Dataset A consisted of 2986 patients (1793/2986 men, 60%) with a mean age of 65.80 ± 11.28 years (range, 47–85), and dataset B comprised 3951 patients (2223/3951 men, 56.26%) with a mean age of 63.07 ± 10.78 years (range, 45–81). The training, validation, and internal test samples of datasets A and B included 2385, 301, and 300 images and 3157, 397, and 397 images, respectively. The median volumes of ischemic lesions were 3.95 mL (2.61–17.44), 3.41 mL (2.43–15.04), and 2.64 mL (2.19–4.68) for the training, validation, and test sets of dataset A. The median volumes of ischemic lesions were 3.27 mL (2.63–6.94), 3.21 mL (2.58–6.25), 3.18 mL (2.55–6.42) for the training, validation, and test sets of dataset B. The median time interval between the onset of symptoms and imaging was 6.5 h (interquartile range, IQR, 4.5–8) and 7 h (IQR, 6–8) in datasets A and B, respectively. Detailed information on the study sample is provided in Table 1.

Table 1 The detailed characteristics of the study sample.

Full size table

The median Dice scores of model A were 0.866 (IQR, 0.774–0.918), 0.835 (IQR, 0.702–0.899), and 0.858 (IQR, 0.752–0.909) in the training, validation, and internal test tests, respectively. The model A predicted lesions volumes 4.92 mL (2.76–18.4), 4.71 mL (2.55–15.52), and 3.24 mL (2.09–6.20) for the respective parts. The Spearman correlation test revealed high positive correlations between manually measured and predicted volumes for the training, validation, and internal test sets (r = 0.89, r = 0.84, r = 0.73, P < 0.0001 for all).

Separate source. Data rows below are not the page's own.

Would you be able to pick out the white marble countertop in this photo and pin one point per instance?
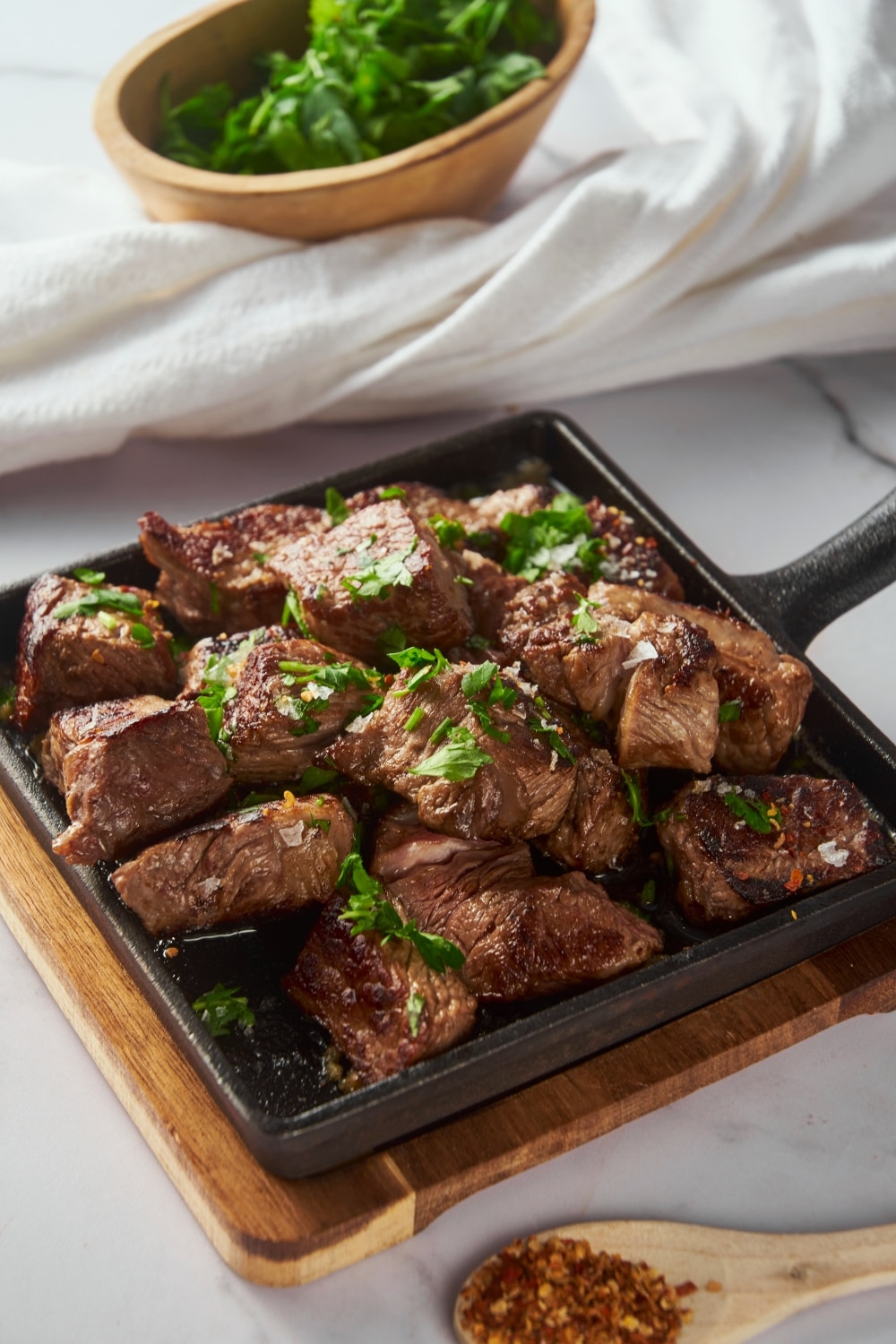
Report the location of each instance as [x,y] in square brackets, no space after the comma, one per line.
[756,465]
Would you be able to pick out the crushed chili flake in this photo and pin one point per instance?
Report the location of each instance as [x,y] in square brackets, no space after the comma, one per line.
[562,1292]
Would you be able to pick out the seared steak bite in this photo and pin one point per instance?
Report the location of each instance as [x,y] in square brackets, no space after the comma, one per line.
[745,841]
[568,647]
[292,699]
[82,642]
[215,575]
[522,935]
[129,771]
[669,714]
[764,690]
[379,1000]
[598,830]
[478,762]
[376,572]
[629,556]
[266,860]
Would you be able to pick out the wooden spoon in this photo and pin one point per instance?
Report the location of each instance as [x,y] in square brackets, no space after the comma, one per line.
[764,1277]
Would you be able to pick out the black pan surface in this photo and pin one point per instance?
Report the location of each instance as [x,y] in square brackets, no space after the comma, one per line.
[276,1083]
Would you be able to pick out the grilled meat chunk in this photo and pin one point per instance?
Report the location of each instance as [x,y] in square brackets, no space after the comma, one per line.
[770,688]
[292,699]
[629,556]
[263,862]
[598,830]
[522,935]
[742,843]
[215,575]
[131,771]
[77,645]
[573,650]
[378,570]
[379,1000]
[231,650]
[469,782]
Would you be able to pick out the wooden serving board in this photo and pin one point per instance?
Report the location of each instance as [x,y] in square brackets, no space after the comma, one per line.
[289,1231]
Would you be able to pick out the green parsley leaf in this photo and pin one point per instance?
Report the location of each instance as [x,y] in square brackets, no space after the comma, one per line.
[583,621]
[220,1007]
[425,663]
[376,578]
[142,636]
[447,531]
[458,760]
[414,1007]
[335,505]
[759,816]
[112,599]
[556,538]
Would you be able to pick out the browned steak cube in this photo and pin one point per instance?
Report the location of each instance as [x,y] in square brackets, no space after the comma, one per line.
[598,831]
[762,693]
[292,699]
[522,935]
[231,648]
[139,769]
[378,572]
[745,841]
[473,769]
[565,644]
[670,710]
[266,860]
[630,556]
[215,575]
[82,642]
[379,1000]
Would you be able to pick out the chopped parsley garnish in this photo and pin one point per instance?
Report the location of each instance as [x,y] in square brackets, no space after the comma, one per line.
[99,599]
[424,663]
[142,634]
[295,612]
[376,578]
[335,505]
[447,530]
[635,801]
[392,640]
[375,78]
[414,1007]
[458,760]
[759,816]
[220,1007]
[554,538]
[583,621]
[220,687]
[547,728]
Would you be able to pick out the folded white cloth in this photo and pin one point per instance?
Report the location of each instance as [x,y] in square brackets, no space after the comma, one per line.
[751,214]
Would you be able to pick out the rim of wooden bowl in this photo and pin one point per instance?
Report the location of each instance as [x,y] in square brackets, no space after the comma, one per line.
[132,156]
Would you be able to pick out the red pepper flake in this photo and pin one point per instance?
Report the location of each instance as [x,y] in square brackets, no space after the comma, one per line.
[562,1292]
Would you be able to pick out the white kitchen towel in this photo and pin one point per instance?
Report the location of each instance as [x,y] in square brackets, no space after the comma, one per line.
[750,214]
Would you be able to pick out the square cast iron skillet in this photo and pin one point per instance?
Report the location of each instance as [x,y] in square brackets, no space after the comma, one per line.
[273,1082]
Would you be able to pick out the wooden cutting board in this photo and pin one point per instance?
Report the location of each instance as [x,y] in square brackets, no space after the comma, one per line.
[289,1231]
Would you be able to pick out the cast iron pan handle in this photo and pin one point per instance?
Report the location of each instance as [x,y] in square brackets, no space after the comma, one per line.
[809,593]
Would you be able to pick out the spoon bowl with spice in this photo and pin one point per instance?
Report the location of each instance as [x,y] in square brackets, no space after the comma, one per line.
[662,1282]
[460,171]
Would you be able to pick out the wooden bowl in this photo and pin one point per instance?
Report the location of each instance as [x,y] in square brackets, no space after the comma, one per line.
[460,172]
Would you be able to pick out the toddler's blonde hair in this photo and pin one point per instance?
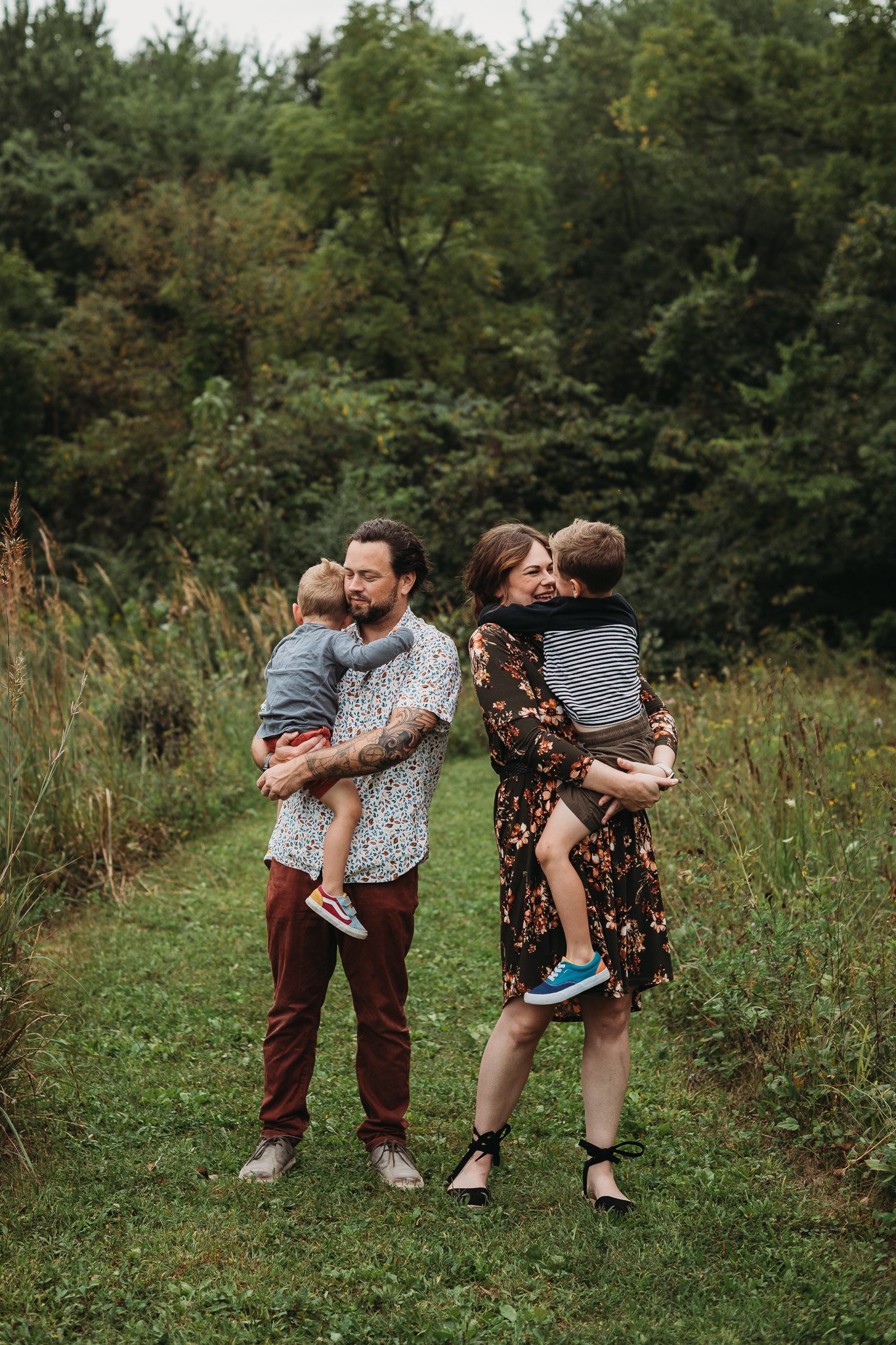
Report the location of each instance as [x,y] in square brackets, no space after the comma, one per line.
[591,553]
[322,591]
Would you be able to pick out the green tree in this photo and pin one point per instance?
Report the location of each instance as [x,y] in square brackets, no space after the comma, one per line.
[418,173]
[27,311]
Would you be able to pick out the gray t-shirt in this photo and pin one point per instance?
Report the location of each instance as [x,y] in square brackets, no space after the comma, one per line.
[304,671]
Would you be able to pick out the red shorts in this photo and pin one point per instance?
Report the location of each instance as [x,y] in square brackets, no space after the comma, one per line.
[323,786]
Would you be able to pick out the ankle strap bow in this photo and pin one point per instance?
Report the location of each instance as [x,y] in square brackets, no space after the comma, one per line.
[628,1149]
[489,1142]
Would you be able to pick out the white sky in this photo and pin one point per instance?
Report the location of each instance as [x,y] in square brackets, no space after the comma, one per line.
[282,24]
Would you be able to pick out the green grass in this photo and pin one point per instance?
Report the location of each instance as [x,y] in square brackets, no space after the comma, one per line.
[124,1238]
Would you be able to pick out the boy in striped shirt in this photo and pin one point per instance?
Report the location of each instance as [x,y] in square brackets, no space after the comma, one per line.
[591,666]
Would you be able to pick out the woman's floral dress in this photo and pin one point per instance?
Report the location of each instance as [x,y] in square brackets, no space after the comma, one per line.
[534,749]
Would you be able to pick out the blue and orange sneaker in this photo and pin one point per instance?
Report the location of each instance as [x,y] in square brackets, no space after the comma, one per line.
[568,979]
[337,911]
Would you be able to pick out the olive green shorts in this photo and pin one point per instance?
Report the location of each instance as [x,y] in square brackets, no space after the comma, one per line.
[631,739]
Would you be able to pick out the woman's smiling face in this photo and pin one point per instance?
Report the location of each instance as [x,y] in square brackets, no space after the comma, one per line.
[531,580]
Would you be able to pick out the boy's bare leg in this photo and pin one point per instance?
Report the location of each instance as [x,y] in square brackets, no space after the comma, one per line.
[563,833]
[344,801]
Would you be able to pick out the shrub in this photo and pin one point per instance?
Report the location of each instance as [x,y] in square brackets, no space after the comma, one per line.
[788,937]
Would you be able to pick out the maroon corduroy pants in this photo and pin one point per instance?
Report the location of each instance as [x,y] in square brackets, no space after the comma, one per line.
[303,956]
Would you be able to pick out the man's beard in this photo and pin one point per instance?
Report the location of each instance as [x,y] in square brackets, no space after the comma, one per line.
[372,613]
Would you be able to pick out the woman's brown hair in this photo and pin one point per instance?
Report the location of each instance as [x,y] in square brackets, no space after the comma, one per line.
[495,556]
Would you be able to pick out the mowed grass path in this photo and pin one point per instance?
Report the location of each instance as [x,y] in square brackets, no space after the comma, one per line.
[124,1238]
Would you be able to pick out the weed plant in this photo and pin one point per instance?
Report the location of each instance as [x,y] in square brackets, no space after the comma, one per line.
[779,853]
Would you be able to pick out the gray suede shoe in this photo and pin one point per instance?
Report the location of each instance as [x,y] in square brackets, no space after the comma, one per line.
[394,1164]
[274,1156]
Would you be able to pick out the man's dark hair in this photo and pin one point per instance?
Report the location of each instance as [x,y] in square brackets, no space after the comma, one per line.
[406,550]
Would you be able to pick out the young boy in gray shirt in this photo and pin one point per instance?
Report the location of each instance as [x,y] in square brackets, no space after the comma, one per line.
[303,693]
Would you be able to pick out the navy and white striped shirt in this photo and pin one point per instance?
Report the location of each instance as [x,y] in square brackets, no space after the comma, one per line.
[590,653]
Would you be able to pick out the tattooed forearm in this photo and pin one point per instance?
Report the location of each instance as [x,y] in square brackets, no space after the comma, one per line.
[372,752]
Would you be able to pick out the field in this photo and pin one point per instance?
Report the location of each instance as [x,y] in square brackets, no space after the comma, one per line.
[135,1228]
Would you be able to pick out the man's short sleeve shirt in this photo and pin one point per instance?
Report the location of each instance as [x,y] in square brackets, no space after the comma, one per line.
[393,834]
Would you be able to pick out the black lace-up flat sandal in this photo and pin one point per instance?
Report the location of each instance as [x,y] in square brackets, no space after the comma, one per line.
[628,1149]
[475,1199]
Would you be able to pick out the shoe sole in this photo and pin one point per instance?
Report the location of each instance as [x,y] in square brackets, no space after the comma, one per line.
[467,1210]
[281,1173]
[557,997]
[337,925]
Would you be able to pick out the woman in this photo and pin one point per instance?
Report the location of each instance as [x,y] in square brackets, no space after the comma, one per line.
[534,749]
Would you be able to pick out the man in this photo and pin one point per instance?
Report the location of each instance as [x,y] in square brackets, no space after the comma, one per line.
[390,735]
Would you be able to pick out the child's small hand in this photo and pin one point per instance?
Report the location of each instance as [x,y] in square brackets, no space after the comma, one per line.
[286,752]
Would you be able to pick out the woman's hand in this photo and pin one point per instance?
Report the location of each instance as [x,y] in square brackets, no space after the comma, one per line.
[643,768]
[288,771]
[645,783]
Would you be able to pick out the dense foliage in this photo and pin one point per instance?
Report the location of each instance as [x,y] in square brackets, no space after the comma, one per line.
[643,269]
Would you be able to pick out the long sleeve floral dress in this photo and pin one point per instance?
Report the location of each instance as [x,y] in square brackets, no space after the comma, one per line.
[534,748]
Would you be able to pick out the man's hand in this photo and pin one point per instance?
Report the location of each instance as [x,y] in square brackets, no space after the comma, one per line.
[286,764]
[366,755]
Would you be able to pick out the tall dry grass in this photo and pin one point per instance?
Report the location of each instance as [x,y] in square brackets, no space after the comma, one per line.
[778,853]
[124,722]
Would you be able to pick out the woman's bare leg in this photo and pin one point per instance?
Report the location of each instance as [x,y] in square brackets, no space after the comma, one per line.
[507,1061]
[605,1078]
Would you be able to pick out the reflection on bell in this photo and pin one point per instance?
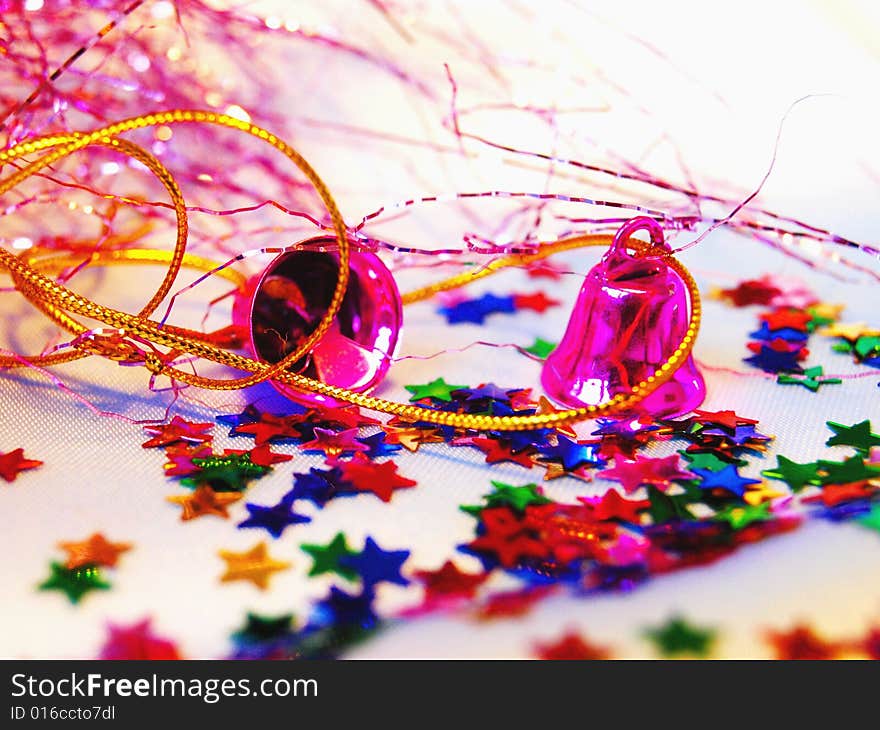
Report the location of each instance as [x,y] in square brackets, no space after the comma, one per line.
[631,314]
[284,304]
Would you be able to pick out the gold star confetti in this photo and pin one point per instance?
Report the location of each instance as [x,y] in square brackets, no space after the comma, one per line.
[761,493]
[205,501]
[96,550]
[255,565]
[848,331]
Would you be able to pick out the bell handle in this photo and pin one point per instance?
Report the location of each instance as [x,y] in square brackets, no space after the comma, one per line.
[639,223]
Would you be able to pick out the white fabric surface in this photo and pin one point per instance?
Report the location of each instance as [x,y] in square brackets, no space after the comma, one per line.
[96,477]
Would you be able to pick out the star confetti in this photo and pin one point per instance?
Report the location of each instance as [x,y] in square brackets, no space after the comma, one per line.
[811,379]
[137,642]
[571,454]
[727,478]
[254,565]
[753,291]
[95,550]
[449,582]
[320,486]
[274,519]
[438,388]
[227,473]
[572,647]
[204,501]
[739,517]
[375,565]
[497,451]
[540,348]
[537,302]
[677,637]
[329,558]
[259,628]
[334,444]
[800,643]
[643,470]
[859,436]
[379,478]
[14,462]
[178,430]
[74,583]
[797,476]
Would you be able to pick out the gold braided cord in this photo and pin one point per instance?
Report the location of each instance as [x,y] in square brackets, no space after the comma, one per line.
[68,144]
[57,300]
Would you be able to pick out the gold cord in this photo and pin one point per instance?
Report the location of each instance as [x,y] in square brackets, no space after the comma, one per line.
[59,302]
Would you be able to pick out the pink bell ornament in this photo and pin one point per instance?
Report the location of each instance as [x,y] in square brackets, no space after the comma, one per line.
[284,304]
[631,315]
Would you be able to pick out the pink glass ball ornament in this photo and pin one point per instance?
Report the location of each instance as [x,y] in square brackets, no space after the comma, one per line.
[284,304]
[630,316]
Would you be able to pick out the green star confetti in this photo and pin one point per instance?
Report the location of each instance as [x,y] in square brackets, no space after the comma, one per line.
[872,519]
[229,473]
[676,637]
[797,476]
[858,436]
[438,388]
[847,471]
[74,583]
[811,379]
[507,495]
[540,348]
[263,628]
[708,461]
[867,346]
[329,558]
[742,516]
[668,508]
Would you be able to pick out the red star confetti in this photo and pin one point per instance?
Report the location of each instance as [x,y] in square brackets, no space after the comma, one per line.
[507,538]
[180,458]
[537,302]
[449,582]
[496,452]
[380,479]
[14,462]
[752,291]
[545,269]
[800,643]
[795,319]
[137,642]
[644,470]
[261,455]
[178,430]
[511,603]
[611,506]
[334,444]
[834,494]
[342,416]
[726,419]
[96,550]
[571,647]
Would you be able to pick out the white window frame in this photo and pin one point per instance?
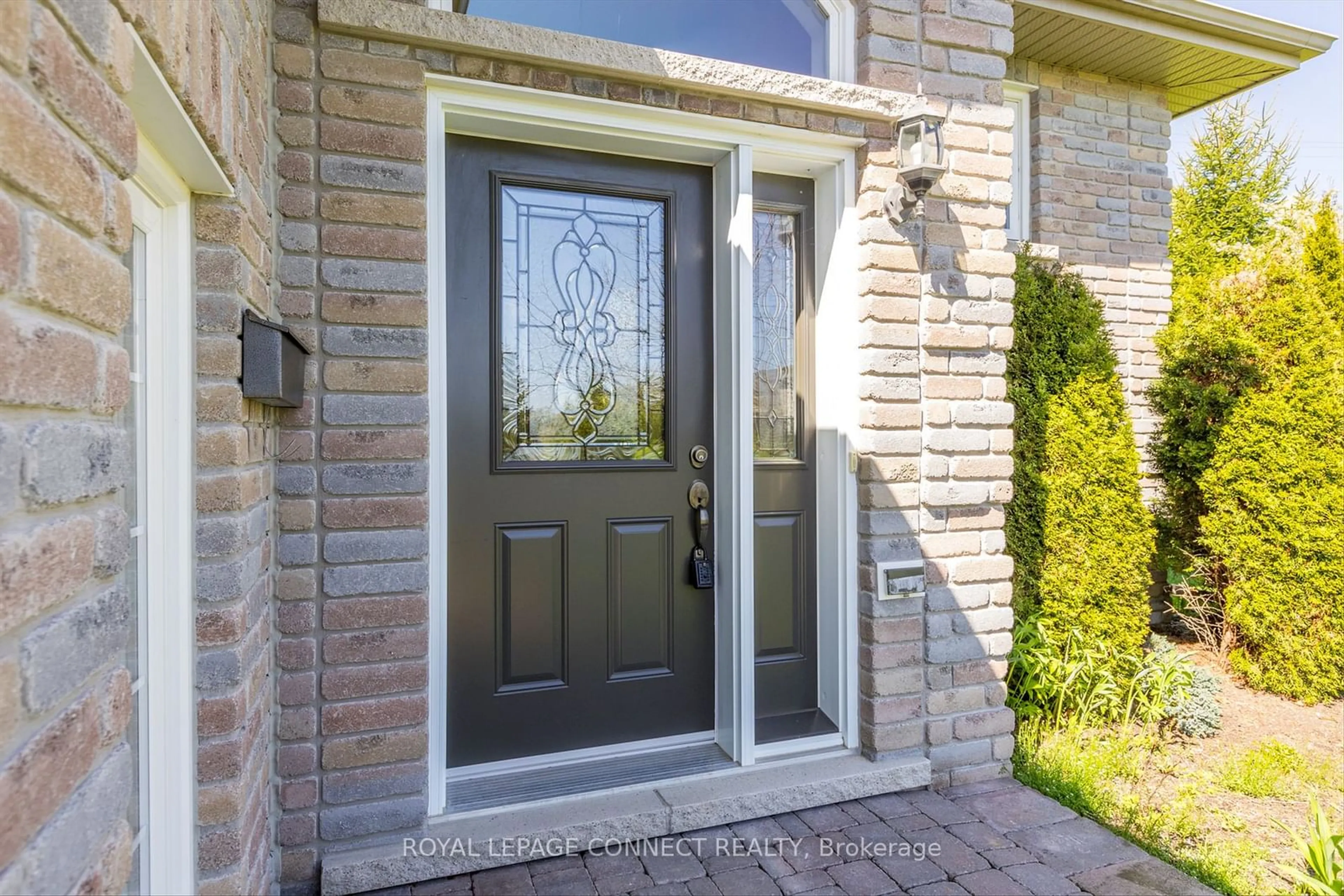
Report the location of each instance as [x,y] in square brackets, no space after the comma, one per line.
[160,207]
[736,150]
[840,35]
[1018,97]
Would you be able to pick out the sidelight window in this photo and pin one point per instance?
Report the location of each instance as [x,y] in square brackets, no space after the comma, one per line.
[775,311]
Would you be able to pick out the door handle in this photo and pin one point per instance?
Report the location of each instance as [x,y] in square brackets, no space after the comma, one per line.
[699,499]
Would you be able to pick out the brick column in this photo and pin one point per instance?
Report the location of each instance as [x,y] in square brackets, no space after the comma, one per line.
[937,468]
[1101,194]
[353,475]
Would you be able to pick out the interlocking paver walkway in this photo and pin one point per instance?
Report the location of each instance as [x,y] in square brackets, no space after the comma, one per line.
[992,839]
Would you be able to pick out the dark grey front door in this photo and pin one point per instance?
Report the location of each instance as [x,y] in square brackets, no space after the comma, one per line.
[580,379]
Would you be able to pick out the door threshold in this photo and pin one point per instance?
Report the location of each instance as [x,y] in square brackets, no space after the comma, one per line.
[607,771]
[457,844]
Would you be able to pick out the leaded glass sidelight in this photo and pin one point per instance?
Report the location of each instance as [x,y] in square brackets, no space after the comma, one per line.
[775,311]
[582,327]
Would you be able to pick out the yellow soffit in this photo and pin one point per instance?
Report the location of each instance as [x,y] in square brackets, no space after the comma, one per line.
[1199,51]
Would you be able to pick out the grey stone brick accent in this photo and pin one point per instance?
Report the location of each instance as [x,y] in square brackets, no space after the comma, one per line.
[386,544]
[373,174]
[374,479]
[73,461]
[369,819]
[376,342]
[112,542]
[298,270]
[11,456]
[361,410]
[227,581]
[389,277]
[374,578]
[64,652]
[218,670]
[298,550]
[299,238]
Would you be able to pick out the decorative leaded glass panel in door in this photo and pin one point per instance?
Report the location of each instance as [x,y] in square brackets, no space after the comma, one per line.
[582,327]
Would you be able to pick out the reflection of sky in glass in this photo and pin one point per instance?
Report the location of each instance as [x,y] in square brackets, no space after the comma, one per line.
[790,35]
[581,326]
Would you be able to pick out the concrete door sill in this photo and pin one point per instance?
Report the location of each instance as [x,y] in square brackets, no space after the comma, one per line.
[455,846]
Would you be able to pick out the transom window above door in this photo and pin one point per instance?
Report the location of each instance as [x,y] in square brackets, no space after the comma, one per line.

The median Dice scores of model B were 0.896 (IQR, 0.813–0.940), 0.865 (IQR, 0.745–0.923), and 0.857 (IQR, 0.723–0.921) in the training, validation, and internal test tests, respectively. The model B predicted lesions volumes as 3.86 mL (2.73–8.52), 3.74 mL (2.72–7.89), and 3.93 mL (2.68–8.79) for the respective parts. The Spearman correlation test revealed moderate to high positive correlations between manually measured and predicted volumes for the training, validation, and internal test sets (r = 0.77, r = 0.67, r = 0.68, and P < 0.0001 for all).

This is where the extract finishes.